23 Doe seyde Ioseph tot het volck; Siet ick hebbe heden u, ende u lant gekocht voor Pharao: siet daer is zaet voor u, op dat ghy het lant bezaeyt.
24 Doch met de inkomsten sal ’t geschieden, dat ghy Pharao het vijfde deel sult geven: ende de vier deelen sullen voor u zijn, tot zaet des velts, ende tot uwe spijse, ende der gener die in uwe huysen zijn, ende om te eten voor uwe kinderkens.
25 Ende sy seyden; Ghy hebt ons leven behouden: laet ons genade vinden in mijns heeren oogen, ende wy sullen Pharaos knechten zijn.
26 Ioseph dan stelde dit selve in tot eene wet, tot op desen dach, over het lant van Egypten, dat Pharao ’t vijfde deel soude hebben: behalven dat alleen het lant der Priesteren, Pharaos niet en wert.
27 Soo woonde Israël in ’t lant van Egypten, in ’t lant Gosen: ende sy stelden hen tot besitters daer in, ende sy werden vruchtbaer, ende vermeerderden seer.
28 Ende Iacob leefde in het lant van Egypten seventien jaer: so dat de dagen Iacobs, de jaren sijnes levens, geweest zijn hondert ende seven en veertich jaer.

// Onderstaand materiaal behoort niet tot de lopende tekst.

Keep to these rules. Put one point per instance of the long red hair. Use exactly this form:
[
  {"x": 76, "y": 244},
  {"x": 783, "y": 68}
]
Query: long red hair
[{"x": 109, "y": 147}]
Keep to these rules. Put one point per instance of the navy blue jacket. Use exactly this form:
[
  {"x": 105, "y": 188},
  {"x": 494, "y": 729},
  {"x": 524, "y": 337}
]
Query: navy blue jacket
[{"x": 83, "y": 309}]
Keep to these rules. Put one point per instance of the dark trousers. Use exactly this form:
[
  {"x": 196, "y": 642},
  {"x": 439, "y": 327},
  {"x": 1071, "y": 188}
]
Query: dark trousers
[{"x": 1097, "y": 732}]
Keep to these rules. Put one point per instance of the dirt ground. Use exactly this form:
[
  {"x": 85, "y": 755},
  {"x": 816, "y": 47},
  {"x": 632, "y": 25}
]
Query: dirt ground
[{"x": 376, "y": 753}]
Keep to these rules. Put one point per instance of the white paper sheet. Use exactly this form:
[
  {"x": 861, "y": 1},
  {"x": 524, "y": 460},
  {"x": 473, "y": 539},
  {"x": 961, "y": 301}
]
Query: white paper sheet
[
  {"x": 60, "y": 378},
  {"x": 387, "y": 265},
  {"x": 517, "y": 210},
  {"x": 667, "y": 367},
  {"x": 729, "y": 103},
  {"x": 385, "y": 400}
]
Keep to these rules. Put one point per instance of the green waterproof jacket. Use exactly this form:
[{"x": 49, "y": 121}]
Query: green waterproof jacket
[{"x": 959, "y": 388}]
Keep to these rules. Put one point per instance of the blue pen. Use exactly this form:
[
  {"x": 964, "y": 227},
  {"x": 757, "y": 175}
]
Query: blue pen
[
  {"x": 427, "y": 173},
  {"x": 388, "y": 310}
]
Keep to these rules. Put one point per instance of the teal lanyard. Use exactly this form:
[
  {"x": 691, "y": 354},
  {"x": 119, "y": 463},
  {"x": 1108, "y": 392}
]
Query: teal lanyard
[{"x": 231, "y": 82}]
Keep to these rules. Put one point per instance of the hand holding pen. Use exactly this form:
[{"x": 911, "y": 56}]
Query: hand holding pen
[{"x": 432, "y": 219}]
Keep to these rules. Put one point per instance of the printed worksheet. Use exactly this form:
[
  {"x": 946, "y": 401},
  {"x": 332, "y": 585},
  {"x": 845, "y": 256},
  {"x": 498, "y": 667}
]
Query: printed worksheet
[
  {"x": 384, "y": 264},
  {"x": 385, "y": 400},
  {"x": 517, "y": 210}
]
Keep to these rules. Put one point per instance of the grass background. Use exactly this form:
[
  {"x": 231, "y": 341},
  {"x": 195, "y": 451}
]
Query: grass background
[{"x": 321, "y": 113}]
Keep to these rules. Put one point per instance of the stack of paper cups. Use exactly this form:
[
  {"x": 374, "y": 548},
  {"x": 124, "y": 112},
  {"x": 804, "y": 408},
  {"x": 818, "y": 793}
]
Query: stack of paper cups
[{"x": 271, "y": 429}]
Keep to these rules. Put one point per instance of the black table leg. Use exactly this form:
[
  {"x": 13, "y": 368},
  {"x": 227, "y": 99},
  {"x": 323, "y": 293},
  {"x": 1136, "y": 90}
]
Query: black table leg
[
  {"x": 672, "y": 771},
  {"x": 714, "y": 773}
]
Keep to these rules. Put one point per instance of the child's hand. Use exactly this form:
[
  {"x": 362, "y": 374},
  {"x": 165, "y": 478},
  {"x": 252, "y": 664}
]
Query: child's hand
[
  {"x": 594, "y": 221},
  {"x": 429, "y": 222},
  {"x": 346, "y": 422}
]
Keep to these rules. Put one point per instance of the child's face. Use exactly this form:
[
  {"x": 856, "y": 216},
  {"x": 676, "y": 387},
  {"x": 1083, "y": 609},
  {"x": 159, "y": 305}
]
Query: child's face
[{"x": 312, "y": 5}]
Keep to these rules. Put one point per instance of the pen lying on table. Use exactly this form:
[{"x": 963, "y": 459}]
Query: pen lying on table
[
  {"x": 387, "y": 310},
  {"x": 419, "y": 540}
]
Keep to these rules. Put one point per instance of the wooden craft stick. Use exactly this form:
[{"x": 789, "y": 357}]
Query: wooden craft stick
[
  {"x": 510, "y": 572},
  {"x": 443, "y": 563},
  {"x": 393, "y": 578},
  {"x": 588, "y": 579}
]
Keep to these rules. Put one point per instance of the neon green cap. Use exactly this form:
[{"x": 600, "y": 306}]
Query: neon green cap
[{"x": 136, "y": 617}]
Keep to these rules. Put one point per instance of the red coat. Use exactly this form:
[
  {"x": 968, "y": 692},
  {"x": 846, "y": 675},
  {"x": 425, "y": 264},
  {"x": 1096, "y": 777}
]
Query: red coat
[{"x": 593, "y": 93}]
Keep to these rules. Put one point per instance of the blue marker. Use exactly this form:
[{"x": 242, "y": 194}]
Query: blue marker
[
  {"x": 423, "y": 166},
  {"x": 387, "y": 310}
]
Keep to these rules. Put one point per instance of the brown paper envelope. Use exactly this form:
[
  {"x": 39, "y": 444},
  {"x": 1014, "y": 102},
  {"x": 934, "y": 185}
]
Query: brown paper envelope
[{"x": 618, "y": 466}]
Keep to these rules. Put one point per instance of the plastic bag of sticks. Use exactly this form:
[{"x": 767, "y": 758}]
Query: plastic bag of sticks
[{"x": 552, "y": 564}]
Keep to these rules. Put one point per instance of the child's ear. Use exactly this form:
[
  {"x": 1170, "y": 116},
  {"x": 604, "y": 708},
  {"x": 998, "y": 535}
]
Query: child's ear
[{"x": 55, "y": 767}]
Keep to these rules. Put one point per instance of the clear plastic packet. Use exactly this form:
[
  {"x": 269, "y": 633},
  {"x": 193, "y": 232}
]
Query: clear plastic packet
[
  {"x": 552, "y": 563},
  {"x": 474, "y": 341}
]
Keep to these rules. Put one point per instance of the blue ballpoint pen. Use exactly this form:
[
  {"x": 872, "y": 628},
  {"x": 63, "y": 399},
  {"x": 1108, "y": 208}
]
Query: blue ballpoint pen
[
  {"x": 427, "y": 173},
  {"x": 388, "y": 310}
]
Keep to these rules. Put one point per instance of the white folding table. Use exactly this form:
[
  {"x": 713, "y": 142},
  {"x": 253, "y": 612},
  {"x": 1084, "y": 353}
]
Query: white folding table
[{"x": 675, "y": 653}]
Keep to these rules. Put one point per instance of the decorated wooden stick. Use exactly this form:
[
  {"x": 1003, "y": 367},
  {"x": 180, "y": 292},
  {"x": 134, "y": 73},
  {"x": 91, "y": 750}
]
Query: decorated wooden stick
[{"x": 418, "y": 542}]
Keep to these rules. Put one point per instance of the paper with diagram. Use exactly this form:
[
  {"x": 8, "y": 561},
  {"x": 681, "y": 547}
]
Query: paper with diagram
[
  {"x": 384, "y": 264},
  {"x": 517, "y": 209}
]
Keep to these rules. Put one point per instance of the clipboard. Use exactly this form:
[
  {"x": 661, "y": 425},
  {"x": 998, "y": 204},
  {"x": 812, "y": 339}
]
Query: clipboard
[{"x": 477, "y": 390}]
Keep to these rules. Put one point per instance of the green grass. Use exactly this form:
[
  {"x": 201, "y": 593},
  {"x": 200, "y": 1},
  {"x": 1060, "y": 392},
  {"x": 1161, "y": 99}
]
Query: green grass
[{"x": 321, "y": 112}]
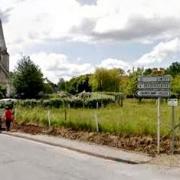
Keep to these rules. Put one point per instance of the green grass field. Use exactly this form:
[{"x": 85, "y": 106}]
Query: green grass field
[{"x": 133, "y": 118}]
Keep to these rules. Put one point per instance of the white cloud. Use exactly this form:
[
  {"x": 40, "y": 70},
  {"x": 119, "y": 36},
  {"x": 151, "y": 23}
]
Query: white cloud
[
  {"x": 55, "y": 66},
  {"x": 160, "y": 52},
  {"x": 33, "y": 21},
  {"x": 110, "y": 63}
]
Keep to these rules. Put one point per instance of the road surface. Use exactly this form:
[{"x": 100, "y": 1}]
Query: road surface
[{"x": 22, "y": 159}]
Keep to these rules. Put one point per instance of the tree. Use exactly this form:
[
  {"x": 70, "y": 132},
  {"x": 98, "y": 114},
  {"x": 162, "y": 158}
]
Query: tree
[
  {"x": 78, "y": 84},
  {"x": 173, "y": 69},
  {"x": 106, "y": 80},
  {"x": 28, "y": 79},
  {"x": 133, "y": 80}
]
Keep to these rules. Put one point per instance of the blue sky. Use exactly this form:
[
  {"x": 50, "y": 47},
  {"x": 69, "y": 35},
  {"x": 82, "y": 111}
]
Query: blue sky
[{"x": 73, "y": 37}]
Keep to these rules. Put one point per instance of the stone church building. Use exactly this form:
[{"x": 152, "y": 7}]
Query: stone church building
[{"x": 4, "y": 60}]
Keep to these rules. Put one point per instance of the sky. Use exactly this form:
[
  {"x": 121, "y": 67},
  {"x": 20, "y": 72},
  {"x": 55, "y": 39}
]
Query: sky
[{"x": 68, "y": 38}]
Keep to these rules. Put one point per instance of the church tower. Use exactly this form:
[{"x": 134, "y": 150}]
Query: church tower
[{"x": 4, "y": 60}]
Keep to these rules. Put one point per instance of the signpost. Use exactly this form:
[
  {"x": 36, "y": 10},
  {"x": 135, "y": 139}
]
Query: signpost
[
  {"x": 154, "y": 87},
  {"x": 173, "y": 103}
]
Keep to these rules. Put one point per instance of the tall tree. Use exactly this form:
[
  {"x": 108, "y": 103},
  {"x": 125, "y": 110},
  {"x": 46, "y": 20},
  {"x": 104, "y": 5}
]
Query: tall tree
[
  {"x": 106, "y": 80},
  {"x": 79, "y": 84},
  {"x": 28, "y": 79},
  {"x": 131, "y": 88}
]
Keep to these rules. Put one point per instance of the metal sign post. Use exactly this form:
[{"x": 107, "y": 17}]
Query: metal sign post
[
  {"x": 154, "y": 87},
  {"x": 172, "y": 103},
  {"x": 173, "y": 133},
  {"x": 158, "y": 125}
]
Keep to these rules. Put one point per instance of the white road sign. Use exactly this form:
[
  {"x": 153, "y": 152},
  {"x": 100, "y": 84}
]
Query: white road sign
[
  {"x": 172, "y": 102},
  {"x": 151, "y": 86}
]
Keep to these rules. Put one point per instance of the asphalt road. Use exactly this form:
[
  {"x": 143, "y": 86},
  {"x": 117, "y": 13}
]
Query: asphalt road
[{"x": 22, "y": 159}]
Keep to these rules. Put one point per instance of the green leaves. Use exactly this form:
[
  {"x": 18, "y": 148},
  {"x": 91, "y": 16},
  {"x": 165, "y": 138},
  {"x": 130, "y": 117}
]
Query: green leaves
[{"x": 28, "y": 79}]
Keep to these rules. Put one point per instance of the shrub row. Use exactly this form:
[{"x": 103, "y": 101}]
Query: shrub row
[{"x": 74, "y": 102}]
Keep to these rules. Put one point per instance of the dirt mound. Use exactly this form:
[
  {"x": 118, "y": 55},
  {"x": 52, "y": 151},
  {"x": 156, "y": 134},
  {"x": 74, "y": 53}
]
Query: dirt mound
[{"x": 145, "y": 144}]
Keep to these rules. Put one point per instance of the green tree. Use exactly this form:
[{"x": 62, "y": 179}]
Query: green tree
[
  {"x": 132, "y": 82},
  {"x": 79, "y": 84},
  {"x": 28, "y": 79}
]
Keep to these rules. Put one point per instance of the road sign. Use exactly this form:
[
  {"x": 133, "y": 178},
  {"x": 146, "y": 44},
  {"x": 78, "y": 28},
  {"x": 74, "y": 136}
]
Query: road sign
[
  {"x": 153, "y": 93},
  {"x": 172, "y": 102},
  {"x": 149, "y": 86}
]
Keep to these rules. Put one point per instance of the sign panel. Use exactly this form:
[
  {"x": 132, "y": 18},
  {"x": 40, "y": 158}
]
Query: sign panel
[
  {"x": 172, "y": 102},
  {"x": 154, "y": 86}
]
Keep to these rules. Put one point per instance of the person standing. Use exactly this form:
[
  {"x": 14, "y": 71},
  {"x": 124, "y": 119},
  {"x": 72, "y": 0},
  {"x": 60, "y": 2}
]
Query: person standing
[{"x": 9, "y": 117}]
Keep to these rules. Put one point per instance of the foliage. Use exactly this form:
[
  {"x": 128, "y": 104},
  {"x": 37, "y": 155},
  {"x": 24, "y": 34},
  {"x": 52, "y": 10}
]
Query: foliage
[
  {"x": 106, "y": 80},
  {"x": 28, "y": 79},
  {"x": 132, "y": 83},
  {"x": 132, "y": 119},
  {"x": 79, "y": 84}
]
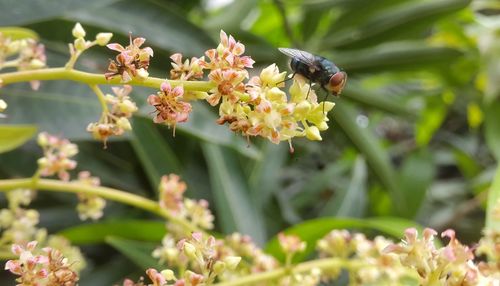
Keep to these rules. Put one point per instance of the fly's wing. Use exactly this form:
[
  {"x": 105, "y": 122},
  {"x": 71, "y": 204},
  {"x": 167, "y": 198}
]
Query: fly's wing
[{"x": 302, "y": 56}]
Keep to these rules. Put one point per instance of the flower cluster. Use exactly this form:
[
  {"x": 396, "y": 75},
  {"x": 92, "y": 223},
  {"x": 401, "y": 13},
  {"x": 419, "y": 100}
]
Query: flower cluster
[
  {"x": 48, "y": 267},
  {"x": 131, "y": 62},
  {"x": 170, "y": 106},
  {"x": 171, "y": 198},
  {"x": 114, "y": 121},
  {"x": 23, "y": 54},
  {"x": 89, "y": 206},
  {"x": 452, "y": 264},
  {"x": 252, "y": 107},
  {"x": 376, "y": 267},
  {"x": 80, "y": 44},
  {"x": 56, "y": 156}
]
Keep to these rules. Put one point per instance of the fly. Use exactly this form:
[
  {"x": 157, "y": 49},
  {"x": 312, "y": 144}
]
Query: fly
[{"x": 316, "y": 69}]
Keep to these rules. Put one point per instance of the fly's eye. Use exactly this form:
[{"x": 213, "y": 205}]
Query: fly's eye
[{"x": 337, "y": 82}]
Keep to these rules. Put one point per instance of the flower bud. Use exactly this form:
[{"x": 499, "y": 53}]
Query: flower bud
[
  {"x": 232, "y": 262},
  {"x": 190, "y": 250},
  {"x": 142, "y": 74},
  {"x": 219, "y": 267},
  {"x": 80, "y": 44},
  {"x": 102, "y": 39},
  {"x": 312, "y": 133},
  {"x": 124, "y": 123},
  {"x": 78, "y": 31},
  {"x": 168, "y": 274},
  {"x": 3, "y": 105}
]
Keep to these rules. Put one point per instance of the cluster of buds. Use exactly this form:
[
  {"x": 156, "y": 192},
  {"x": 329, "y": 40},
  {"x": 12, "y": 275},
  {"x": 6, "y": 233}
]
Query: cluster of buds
[
  {"x": 452, "y": 264},
  {"x": 199, "y": 254},
  {"x": 56, "y": 156},
  {"x": 252, "y": 107},
  {"x": 80, "y": 44},
  {"x": 114, "y": 121},
  {"x": 45, "y": 267},
  {"x": 170, "y": 106},
  {"x": 89, "y": 206},
  {"x": 376, "y": 267},
  {"x": 132, "y": 62},
  {"x": 23, "y": 54},
  {"x": 171, "y": 197}
]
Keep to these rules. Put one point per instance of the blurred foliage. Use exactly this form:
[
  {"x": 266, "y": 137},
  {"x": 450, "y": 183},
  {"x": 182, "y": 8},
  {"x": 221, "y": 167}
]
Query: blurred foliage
[{"x": 415, "y": 135}]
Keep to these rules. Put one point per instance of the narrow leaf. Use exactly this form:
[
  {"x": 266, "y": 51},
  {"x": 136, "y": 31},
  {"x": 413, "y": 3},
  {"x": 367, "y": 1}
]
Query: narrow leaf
[
  {"x": 137, "y": 251},
  {"x": 13, "y": 136},
  {"x": 235, "y": 209},
  {"x": 95, "y": 233}
]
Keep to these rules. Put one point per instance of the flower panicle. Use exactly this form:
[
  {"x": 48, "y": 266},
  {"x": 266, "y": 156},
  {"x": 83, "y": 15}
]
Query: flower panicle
[{"x": 131, "y": 62}]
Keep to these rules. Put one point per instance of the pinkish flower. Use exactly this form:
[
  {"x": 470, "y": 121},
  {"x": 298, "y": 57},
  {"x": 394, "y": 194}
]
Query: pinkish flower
[
  {"x": 186, "y": 70},
  {"x": 171, "y": 192},
  {"x": 170, "y": 109},
  {"x": 131, "y": 62}
]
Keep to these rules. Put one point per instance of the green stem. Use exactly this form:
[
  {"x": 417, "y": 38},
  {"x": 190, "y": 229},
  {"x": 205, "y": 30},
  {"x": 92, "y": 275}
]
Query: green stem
[
  {"x": 107, "y": 193},
  {"x": 94, "y": 79},
  {"x": 326, "y": 263}
]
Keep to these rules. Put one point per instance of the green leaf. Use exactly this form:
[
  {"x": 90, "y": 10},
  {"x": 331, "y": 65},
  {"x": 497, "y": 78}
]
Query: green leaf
[
  {"x": 14, "y": 12},
  {"x": 376, "y": 100},
  {"x": 168, "y": 30},
  {"x": 350, "y": 202},
  {"x": 375, "y": 155},
  {"x": 430, "y": 120},
  {"x": 416, "y": 175},
  {"x": 400, "y": 20},
  {"x": 492, "y": 221},
  {"x": 234, "y": 208},
  {"x": 265, "y": 173},
  {"x": 396, "y": 56},
  {"x": 13, "y": 136},
  {"x": 155, "y": 153},
  {"x": 138, "y": 252},
  {"x": 95, "y": 233},
  {"x": 492, "y": 128},
  {"x": 313, "y": 230},
  {"x": 17, "y": 33}
]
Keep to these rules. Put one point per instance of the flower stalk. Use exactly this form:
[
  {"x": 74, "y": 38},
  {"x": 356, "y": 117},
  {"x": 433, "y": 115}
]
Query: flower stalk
[
  {"x": 96, "y": 79},
  {"x": 104, "y": 192}
]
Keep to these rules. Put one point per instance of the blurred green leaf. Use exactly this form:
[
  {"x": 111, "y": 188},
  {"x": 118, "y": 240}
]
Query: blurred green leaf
[
  {"x": 492, "y": 222},
  {"x": 14, "y": 12},
  {"x": 155, "y": 153},
  {"x": 95, "y": 233},
  {"x": 395, "y": 56},
  {"x": 138, "y": 252},
  {"x": 376, "y": 100},
  {"x": 376, "y": 156},
  {"x": 12, "y": 136},
  {"x": 430, "y": 120},
  {"x": 492, "y": 128},
  {"x": 234, "y": 208},
  {"x": 350, "y": 202},
  {"x": 415, "y": 176},
  {"x": 262, "y": 180},
  {"x": 313, "y": 230},
  {"x": 397, "y": 21}
]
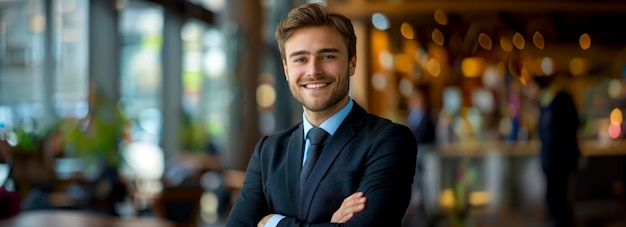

29 Als nu de dagen Israëls naederden, dat hy sterven soude, so riep hy sijnen sone Ioseph, ende seyde tot hem; Indien ick nu genade gevonden hebbe in uwe oogen, so legt doch uwe hant onder mijne heupe; ende doet weldadicheyt, ende trouwe aen my; en begraeft my doch niet in Egypten:
30 Maer dat ick by mijne vaderen ligge; hierom sult ghy my uyt Egypten voeren, ende my in haer graf begraven: ende hy seyde; Ick sal doen nae u woort.
31 Ende hy seyde; Sweert my, ende hy swoer hem; ende Israël booch sich ten hoofde van het bedde.